Over $10,000 Worth of Websites and Domains Built and Sold
Pam has built and sold a series of websites in different niches, including how to start a handyman business, how to draw and how to sell timeshares. Back when she was earning her income through AdSense, Pam bought many keyword-rich domain names. Some she developed into income producing websites, but others sat unused.
Always keen to raise money for the websites she is developing, Pam has sold about ten domains over the last few years. She gets the best prices by reaching out to people already in the niche who need a better url.
Pam has also sold fully developed websites, complete with lists of active email subscribers. She usually makes these sales by contacting buyers first through email, and then finishing the sale through Escrow.com
100% Feedback as an eBay Seller, 96% Feedback as an Amazon Seller
Pam has sold goods online through both of the major ecommerce platforms – Amazon and eBay. She has been buying and selling on eBay since 2001, and has 548 reviews. She currently has a 100% positive feedback rating on eBay and has been an eBay trading assistant.
Pam has also sold books online at Amazon. She earned a 96% positive feedback rating for her customer service support. At one time Pam had over 3,500 used books listed on Amazon. She used Amazon’s fulfillment services (FBA) to ship all books. Pam has also used Amazon’s product placement ads to sell physical products and she has written over 150 product reviews and earned a 97% helpfulness rating for those reviews. Pam sold her Amazon seller account early in 2013 for over $3,000.
Google AdWords Search Term Report and Other PPC Best Practices
Reduce Ad Spend by 58% While Preserving Legitimate Traffic
A law firm was spending over $11,142 per year on Google AdWords, but didn’t know if they were getting any results. Pam dug into the firm’s Google Analytics account to learn where most of the visitors were going. She determined which pages were getting the bulk of the AdWords traffic and how much the firm was paying for those visitors and for specific actions, like submitting an intake form.
In the AdWords account, Pam changed most of the keywords from broad match to phrase or exact match.
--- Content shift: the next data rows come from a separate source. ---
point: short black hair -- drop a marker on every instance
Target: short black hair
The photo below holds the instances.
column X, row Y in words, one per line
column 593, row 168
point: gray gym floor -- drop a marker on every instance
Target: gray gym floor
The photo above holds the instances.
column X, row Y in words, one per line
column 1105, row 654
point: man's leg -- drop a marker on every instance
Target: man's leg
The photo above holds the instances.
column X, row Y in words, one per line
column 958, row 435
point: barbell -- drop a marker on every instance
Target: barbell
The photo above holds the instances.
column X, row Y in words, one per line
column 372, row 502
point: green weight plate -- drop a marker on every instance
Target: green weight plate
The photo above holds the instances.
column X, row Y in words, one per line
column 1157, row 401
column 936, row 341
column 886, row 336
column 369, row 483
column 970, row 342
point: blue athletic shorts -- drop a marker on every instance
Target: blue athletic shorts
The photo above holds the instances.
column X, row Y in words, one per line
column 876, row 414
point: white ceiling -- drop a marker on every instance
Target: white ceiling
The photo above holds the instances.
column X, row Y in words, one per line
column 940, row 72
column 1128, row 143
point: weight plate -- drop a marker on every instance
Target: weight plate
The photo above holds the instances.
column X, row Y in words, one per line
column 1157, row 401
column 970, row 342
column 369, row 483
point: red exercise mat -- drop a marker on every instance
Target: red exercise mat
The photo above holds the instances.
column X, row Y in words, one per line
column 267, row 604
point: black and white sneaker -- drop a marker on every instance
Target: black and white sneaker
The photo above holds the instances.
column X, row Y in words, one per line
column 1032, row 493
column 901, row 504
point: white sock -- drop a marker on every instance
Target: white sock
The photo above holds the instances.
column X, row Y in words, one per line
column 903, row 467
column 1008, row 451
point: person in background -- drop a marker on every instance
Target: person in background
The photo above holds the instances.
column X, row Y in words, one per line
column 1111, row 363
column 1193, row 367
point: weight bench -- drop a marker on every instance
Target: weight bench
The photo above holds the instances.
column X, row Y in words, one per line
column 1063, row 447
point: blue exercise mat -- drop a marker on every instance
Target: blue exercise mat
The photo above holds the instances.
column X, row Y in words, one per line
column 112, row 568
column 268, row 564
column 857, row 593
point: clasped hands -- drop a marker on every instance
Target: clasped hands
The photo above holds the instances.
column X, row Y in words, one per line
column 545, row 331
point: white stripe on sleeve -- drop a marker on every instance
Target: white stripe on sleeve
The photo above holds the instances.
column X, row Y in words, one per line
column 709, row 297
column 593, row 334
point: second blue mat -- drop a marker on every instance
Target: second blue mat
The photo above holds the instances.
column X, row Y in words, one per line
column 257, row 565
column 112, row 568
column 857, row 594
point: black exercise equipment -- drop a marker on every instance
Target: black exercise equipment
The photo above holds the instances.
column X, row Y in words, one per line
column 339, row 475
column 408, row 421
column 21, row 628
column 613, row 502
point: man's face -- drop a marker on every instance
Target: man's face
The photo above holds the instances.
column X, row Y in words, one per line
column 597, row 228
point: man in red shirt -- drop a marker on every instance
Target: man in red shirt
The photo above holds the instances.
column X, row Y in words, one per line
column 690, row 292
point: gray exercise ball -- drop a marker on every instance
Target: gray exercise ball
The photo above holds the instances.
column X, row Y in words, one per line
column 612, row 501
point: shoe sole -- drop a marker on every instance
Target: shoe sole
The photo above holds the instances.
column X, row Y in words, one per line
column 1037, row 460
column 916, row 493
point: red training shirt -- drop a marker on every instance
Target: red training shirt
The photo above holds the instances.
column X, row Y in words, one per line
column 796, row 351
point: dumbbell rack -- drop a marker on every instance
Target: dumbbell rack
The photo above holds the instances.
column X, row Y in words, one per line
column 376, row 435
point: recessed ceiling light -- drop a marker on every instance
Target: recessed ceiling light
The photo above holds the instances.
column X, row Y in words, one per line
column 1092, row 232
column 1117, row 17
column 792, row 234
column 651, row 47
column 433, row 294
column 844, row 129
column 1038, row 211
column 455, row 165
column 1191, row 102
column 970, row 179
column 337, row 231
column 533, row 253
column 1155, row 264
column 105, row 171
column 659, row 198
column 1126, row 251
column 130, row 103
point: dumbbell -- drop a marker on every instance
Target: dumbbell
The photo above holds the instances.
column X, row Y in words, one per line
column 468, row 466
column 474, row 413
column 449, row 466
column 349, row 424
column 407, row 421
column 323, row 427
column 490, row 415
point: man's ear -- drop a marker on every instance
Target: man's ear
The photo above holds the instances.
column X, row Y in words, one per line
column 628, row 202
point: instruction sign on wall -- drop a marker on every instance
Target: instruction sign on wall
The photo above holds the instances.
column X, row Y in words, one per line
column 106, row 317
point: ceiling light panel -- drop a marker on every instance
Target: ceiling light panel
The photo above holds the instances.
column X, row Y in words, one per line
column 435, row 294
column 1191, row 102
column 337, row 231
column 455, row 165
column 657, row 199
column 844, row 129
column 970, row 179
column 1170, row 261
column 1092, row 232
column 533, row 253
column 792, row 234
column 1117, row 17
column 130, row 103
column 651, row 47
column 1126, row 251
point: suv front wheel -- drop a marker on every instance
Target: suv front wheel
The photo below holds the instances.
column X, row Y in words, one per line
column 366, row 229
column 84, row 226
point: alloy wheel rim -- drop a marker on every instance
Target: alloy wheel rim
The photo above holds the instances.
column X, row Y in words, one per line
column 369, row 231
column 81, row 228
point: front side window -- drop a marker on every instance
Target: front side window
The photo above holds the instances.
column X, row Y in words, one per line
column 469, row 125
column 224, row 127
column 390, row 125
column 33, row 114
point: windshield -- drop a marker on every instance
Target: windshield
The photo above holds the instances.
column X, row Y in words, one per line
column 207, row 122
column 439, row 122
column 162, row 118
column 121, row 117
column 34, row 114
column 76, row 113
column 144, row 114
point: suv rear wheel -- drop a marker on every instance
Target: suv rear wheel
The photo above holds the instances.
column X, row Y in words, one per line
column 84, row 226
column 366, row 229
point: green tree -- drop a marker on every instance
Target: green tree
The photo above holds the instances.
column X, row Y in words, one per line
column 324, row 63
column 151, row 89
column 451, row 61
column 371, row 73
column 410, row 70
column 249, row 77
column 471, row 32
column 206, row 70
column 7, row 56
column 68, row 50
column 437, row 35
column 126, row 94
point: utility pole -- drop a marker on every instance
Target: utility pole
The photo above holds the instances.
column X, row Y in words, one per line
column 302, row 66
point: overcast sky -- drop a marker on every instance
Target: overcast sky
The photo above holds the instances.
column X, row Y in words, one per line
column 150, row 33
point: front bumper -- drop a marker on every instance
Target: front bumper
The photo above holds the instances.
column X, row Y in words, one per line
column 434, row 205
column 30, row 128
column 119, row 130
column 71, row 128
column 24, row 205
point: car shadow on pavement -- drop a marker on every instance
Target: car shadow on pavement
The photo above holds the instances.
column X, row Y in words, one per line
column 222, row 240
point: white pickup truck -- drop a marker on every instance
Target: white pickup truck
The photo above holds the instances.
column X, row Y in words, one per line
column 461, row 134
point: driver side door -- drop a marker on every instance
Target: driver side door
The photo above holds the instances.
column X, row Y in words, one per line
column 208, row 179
She also limited where the ads would show by changing all campaign geographic settings from statewide to within a 90 minute drive of the law firm’s office.
Next Pam rewrote the ad copy so it was much more specific and included the keywords being searched on. Pam then wrote two versions for every ad and began tracking clickthrough rates to cull out the under-performing ad copy. In the next few weeks, as clickthrough rates rose, the AdWords system rewarded the client by charging then 15-20% less per click.
The most dramatic result came from running a Search Terms report in order to identify possible negative keywords. This revealed some stunning results, like the firm’s ads appearing for “dog adoption” on the keyword “adoption”. This and several other negative keywords, along with the other adjusts to the account, reduced costs by $6,500 all while retaining the legitimate traffic that was generating business.
Series of Niche Catalogs Generates 300% ROI
While she was a Managing Editor at a book catalog, Pam launched a series of niche book catalogs that netted over a 300% return on investment. While producing the main catalog, Pam saw that most of the inventory never got in due to space constraints. So Pam priced out the cost to create shorter, smaller-run niche catalogs. She designed and produced nine different catalogs on a range of subjects: children’s books, history, mysteries, videos, language, travel, novels and more.
About 3,000 copies of each catalog was printed. The catalogs were put into order packages based on what a customer had ordered. Customer service staff asked people placing phone orders if they would like one of the catalogs based on what they had just ordered over the phone. Sales leapt dramatically, and the company was able to move significant amounts of inventory that otherwise would have just taken up valuable warehouse space.